Building on that architecture, a different team of Google researchers developed a novel way of training the Transformer models called BERT (Bidirectional Encoder Representations from Transformers), which now is used to understand queries in almost all of Google’s search functions. The researchers first trained the Transformer model by allowing it to process massive amounts of text from the web. They then fed in full sentences with some words intentionally left out, then challenged the model to find the best words to fill in the blanks.
“It really learns to understand language because it needs to learn to understand contextually what fits in that sentence—a logical choice of word to insert there,” Gomez says. While looking for the right word, the model must learn the nuances of many potential candidates to arrive at a most likely winner.
By searching for the best candidate words, the model learns a surprising amount about words and the things and ideas they represent.
“The representations [the model’s encoding of the meaning and features of words] that come out the other side are incredibly rich,” Gomez says, “because their whole purpose is to be able to predict those blanks, so they really need to understand what the options are.”

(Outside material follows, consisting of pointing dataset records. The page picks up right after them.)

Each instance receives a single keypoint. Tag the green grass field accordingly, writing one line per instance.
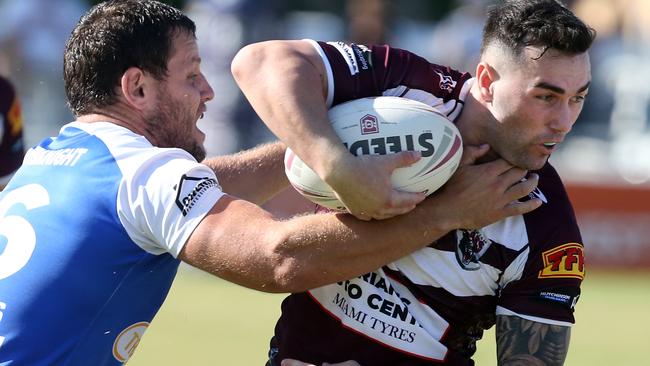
(207, 321)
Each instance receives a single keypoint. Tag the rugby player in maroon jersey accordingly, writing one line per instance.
(522, 273)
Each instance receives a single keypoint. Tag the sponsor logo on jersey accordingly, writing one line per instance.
(537, 193)
(127, 341)
(190, 189)
(446, 82)
(363, 55)
(564, 261)
(369, 124)
(470, 246)
(563, 299)
(348, 54)
(14, 119)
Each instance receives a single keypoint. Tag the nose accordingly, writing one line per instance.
(565, 118)
(207, 93)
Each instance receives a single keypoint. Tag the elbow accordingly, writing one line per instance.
(241, 65)
(292, 271)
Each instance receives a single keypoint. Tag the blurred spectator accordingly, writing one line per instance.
(223, 27)
(11, 132)
(32, 37)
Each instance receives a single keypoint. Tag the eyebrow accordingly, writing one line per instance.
(557, 89)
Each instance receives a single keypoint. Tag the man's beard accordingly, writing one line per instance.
(170, 132)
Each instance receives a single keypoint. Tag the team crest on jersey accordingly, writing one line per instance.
(564, 261)
(127, 341)
(446, 82)
(190, 189)
(470, 246)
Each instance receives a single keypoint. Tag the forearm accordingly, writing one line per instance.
(524, 342)
(255, 175)
(319, 251)
(285, 82)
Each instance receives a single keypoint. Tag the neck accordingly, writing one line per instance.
(121, 117)
(473, 121)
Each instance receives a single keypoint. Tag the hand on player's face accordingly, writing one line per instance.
(289, 362)
(480, 194)
(363, 185)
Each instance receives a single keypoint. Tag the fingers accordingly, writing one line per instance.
(290, 362)
(523, 188)
(471, 153)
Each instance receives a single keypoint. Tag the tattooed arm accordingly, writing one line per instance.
(522, 342)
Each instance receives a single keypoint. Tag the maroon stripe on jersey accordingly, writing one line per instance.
(388, 68)
(308, 333)
(468, 316)
(11, 142)
(551, 226)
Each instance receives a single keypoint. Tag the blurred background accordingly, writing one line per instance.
(605, 162)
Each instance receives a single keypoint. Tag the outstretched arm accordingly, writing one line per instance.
(286, 83)
(522, 342)
(242, 243)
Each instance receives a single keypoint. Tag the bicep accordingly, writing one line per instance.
(525, 342)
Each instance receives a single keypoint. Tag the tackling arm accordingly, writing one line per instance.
(242, 243)
(525, 342)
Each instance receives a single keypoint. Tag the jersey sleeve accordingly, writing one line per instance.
(549, 286)
(356, 71)
(162, 203)
(11, 131)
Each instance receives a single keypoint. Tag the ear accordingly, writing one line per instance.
(137, 88)
(486, 75)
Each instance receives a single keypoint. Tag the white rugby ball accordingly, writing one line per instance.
(386, 125)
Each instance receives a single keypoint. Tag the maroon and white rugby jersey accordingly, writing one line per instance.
(430, 307)
(11, 132)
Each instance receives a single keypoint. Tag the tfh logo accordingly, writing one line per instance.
(369, 124)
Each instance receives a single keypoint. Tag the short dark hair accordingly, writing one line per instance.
(112, 37)
(539, 23)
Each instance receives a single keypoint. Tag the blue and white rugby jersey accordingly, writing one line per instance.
(90, 228)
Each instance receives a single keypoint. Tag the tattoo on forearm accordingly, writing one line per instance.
(527, 343)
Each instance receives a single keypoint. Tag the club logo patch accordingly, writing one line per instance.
(447, 83)
(369, 124)
(127, 341)
(190, 189)
(565, 261)
(470, 246)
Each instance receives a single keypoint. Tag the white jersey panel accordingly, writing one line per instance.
(164, 193)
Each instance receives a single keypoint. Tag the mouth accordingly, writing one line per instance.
(550, 145)
(202, 111)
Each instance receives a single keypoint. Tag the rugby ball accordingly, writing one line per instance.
(386, 125)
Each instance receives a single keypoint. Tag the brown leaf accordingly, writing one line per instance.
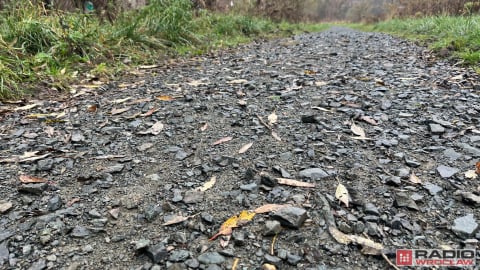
(233, 222)
(31, 179)
(369, 120)
(119, 111)
(222, 140)
(414, 179)
(294, 183)
(269, 208)
(208, 185)
(165, 98)
(339, 236)
(176, 220)
(245, 148)
(342, 194)
(150, 112)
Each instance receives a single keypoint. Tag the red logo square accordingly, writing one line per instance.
(405, 257)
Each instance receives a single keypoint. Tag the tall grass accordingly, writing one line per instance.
(459, 35)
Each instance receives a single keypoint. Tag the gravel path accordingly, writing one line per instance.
(89, 182)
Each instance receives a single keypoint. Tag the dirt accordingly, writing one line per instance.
(112, 164)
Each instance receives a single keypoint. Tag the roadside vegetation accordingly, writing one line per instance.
(45, 48)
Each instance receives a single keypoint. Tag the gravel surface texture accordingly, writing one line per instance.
(142, 174)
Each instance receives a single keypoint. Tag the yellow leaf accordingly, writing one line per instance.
(294, 183)
(165, 98)
(233, 222)
(342, 194)
(208, 185)
(245, 148)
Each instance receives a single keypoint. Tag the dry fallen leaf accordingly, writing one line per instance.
(150, 112)
(245, 148)
(165, 98)
(357, 130)
(176, 220)
(269, 208)
(369, 120)
(272, 118)
(31, 179)
(339, 236)
(294, 183)
(209, 184)
(233, 222)
(222, 140)
(414, 179)
(239, 81)
(342, 194)
(119, 111)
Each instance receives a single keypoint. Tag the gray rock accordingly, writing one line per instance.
(193, 196)
(179, 255)
(157, 253)
(465, 226)
(293, 259)
(370, 209)
(45, 164)
(432, 188)
(36, 188)
(272, 259)
(474, 151)
(313, 173)
(211, 258)
(38, 265)
(436, 129)
(451, 154)
(181, 155)
(403, 200)
(272, 227)
(4, 253)
(446, 171)
(54, 203)
(141, 244)
(292, 217)
(80, 232)
(249, 187)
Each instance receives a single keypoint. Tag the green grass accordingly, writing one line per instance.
(459, 35)
(58, 49)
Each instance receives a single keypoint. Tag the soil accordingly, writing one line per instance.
(92, 181)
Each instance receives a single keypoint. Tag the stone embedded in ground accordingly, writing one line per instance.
(272, 227)
(446, 171)
(291, 216)
(157, 253)
(432, 188)
(193, 196)
(436, 129)
(403, 200)
(465, 226)
(179, 255)
(80, 232)
(313, 173)
(211, 258)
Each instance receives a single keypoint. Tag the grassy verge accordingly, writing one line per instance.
(43, 48)
(458, 36)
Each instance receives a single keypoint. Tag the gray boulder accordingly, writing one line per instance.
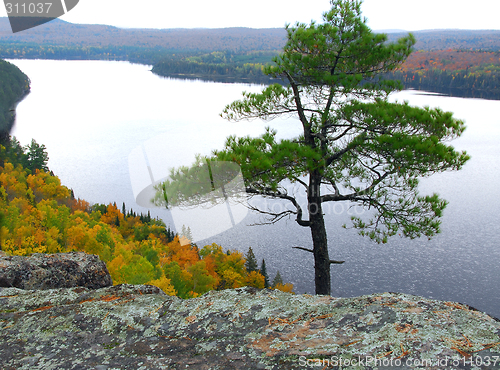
(139, 327)
(49, 271)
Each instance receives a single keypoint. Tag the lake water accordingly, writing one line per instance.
(94, 116)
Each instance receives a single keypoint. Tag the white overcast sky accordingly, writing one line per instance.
(409, 15)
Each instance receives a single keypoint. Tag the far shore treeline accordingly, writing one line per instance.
(40, 215)
(453, 62)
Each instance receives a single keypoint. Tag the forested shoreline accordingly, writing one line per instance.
(453, 62)
(40, 215)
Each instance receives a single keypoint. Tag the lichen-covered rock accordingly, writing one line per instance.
(49, 271)
(139, 327)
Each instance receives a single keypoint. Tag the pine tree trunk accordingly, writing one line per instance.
(318, 232)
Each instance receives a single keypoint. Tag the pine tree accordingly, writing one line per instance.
(251, 261)
(277, 280)
(263, 272)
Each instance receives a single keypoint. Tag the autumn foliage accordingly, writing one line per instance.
(39, 215)
(451, 69)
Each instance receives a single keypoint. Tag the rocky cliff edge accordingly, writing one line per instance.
(139, 327)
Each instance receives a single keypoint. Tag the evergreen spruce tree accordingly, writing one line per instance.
(251, 261)
(263, 272)
(277, 280)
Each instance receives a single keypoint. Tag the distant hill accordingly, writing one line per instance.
(238, 54)
(58, 32)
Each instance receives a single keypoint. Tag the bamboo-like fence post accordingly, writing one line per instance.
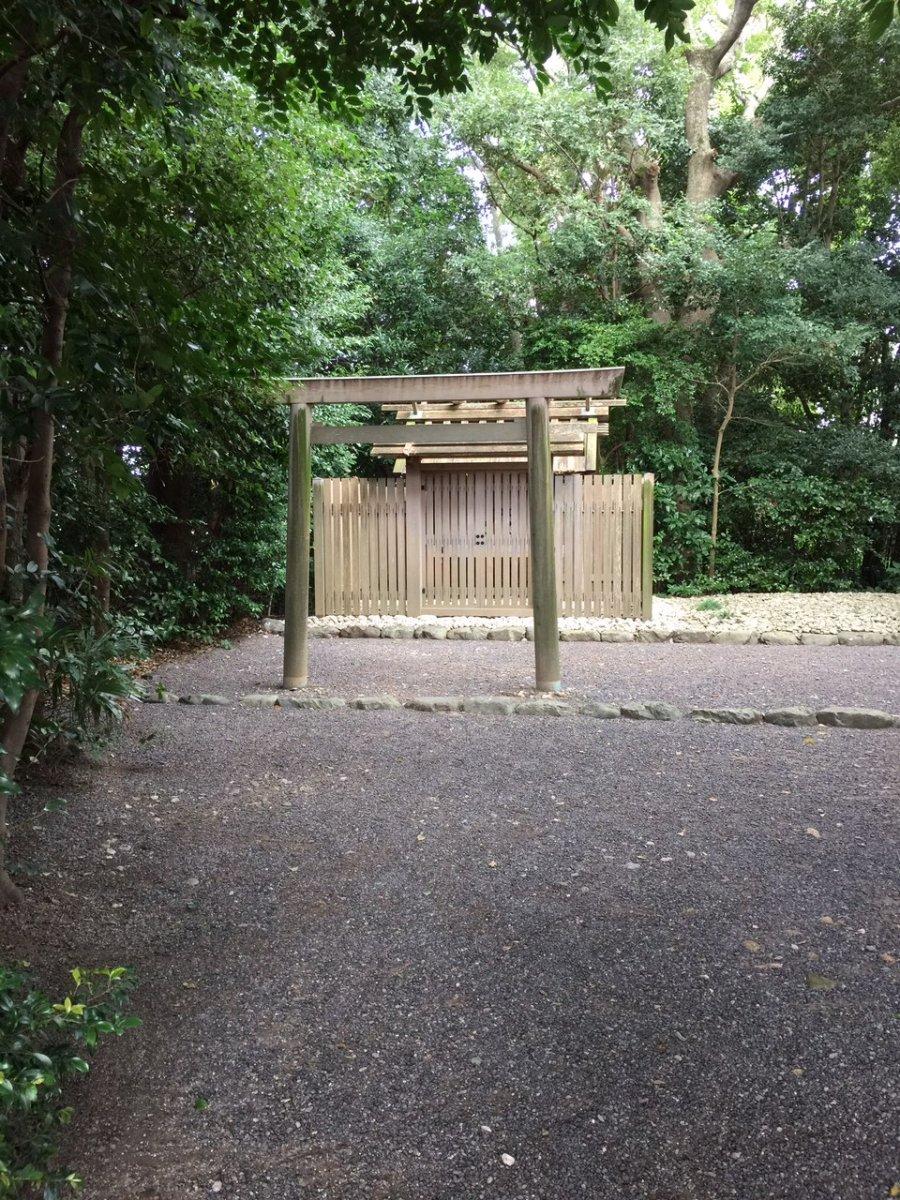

The Cohere models bear some similarities to the GPT-3 NLP model, which shocked some people with its ability to create human-sounding text upon its release last year. That model, developed by San Francisco-based OpenAI, is architecturally very similar to the Cohere models. Both are pre-trained using massive amounts of text from the web, and both are delivered through an API (although OpenAI granted an exclusive license to Microsoft to use and alter the model’s underlying code).
But there are big differences, too, Gomez explains. GPT-3 is a “generative” model designed to create text moving from left to right based on a user-provided prompt—similar to an extremely powerful autocomplete function. But that’s just one of many natural language functions, Gomez says. Cohere, he says, offers a platform containing a “full stack” of NLP functions, including sentiment classification, question answering, and text classification.

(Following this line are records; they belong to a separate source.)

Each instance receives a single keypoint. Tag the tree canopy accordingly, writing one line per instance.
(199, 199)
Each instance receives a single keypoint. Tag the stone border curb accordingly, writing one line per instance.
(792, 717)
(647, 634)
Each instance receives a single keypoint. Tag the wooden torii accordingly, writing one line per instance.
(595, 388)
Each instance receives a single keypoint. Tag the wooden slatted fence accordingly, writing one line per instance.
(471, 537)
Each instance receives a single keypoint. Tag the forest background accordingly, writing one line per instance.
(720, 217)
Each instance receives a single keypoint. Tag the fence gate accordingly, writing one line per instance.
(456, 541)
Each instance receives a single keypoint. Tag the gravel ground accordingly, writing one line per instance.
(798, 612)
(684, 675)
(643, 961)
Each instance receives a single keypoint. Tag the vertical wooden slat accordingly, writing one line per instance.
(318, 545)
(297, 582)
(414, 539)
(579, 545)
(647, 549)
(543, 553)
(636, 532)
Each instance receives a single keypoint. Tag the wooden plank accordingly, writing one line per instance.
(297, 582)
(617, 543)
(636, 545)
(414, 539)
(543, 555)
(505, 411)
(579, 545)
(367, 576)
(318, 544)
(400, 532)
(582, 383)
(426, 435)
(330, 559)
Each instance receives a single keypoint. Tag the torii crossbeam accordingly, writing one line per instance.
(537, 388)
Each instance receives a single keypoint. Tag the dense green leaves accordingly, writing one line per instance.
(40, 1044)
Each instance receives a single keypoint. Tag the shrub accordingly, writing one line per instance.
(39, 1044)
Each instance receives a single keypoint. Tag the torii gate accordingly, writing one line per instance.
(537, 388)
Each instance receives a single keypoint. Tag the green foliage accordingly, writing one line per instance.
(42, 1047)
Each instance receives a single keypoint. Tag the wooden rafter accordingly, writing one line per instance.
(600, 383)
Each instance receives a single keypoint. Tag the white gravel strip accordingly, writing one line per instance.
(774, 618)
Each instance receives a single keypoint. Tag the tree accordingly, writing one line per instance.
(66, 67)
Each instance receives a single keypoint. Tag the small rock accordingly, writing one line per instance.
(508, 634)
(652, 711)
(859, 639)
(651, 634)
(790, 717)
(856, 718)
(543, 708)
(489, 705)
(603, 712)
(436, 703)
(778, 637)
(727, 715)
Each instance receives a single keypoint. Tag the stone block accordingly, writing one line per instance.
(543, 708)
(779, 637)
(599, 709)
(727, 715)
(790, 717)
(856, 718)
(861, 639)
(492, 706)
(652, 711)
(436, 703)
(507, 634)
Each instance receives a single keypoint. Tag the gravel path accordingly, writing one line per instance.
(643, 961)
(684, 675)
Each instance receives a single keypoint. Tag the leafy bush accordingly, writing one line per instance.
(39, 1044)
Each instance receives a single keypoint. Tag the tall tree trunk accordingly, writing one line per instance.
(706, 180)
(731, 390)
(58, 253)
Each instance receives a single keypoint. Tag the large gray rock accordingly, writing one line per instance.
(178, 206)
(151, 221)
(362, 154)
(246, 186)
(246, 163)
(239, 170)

As critics have pointed out, one drawback of training models is the risk that they might learn from things they shouldn’t, Gomez says. Along with picking up biases, like GPT-3 has been known to do because it was trained on text from across the internet, models may also absorb misinformation inadvertently included in the training data. A new group at Stanford—overseen by Fei-Fei Li, as it happens—has formed to study the risks associated with “foundation” technologies like BERT and GPT-3.

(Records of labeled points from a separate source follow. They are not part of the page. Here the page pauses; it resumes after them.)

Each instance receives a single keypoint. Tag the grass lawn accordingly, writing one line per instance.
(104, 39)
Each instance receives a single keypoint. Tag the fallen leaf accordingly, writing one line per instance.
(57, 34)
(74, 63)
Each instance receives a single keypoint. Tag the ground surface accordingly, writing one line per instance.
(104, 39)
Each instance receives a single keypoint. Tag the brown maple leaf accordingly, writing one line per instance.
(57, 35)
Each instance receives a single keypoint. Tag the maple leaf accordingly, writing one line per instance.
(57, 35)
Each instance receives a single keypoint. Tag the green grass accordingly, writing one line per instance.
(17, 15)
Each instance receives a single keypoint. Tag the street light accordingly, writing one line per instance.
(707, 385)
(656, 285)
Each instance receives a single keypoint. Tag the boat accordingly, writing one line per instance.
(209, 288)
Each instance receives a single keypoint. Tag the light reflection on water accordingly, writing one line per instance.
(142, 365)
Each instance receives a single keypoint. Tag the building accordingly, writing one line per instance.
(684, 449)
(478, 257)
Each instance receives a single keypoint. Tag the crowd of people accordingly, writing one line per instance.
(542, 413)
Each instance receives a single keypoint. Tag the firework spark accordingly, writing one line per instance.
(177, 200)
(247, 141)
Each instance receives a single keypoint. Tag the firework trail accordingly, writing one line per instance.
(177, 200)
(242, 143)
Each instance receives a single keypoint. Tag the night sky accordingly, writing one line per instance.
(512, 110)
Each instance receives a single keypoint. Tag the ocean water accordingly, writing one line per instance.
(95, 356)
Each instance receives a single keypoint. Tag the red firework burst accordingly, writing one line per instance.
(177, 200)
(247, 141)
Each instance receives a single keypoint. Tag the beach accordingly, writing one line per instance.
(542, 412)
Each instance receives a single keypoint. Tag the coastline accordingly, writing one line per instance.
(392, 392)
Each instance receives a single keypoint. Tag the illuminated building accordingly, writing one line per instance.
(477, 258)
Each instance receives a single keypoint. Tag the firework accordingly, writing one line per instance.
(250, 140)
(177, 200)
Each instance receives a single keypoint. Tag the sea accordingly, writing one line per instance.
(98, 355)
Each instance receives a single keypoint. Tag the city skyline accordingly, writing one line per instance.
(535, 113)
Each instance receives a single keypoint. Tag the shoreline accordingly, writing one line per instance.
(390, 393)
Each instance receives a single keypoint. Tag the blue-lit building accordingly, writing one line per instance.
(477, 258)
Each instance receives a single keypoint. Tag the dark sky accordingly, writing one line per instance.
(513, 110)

To address the risks, Cohere’s engineers have implemented quality control tests to look for any issues with the model before release, and the company continues to monitor its models after launch as well. In addition, Gomez says Cohere will publish “data statements,” which will including information about training data, its limitations, and any risks—a concept first popularized by Gebru. Cohere has also established an external Responsibility Council that will help oversee the safe application of the company’s AI. The company declined to share who is part of the council.
Gomez tells me his company will use the fresh cash to grow its 50-employee headcount and expand its NLP platform to serve new industries, such as healthcare and financial services. Index Ventures led the funding round, and Index partner Mike Volpi joins the Cohere board.
This story has been updated with more information about Cohere’s approach to responsible AI.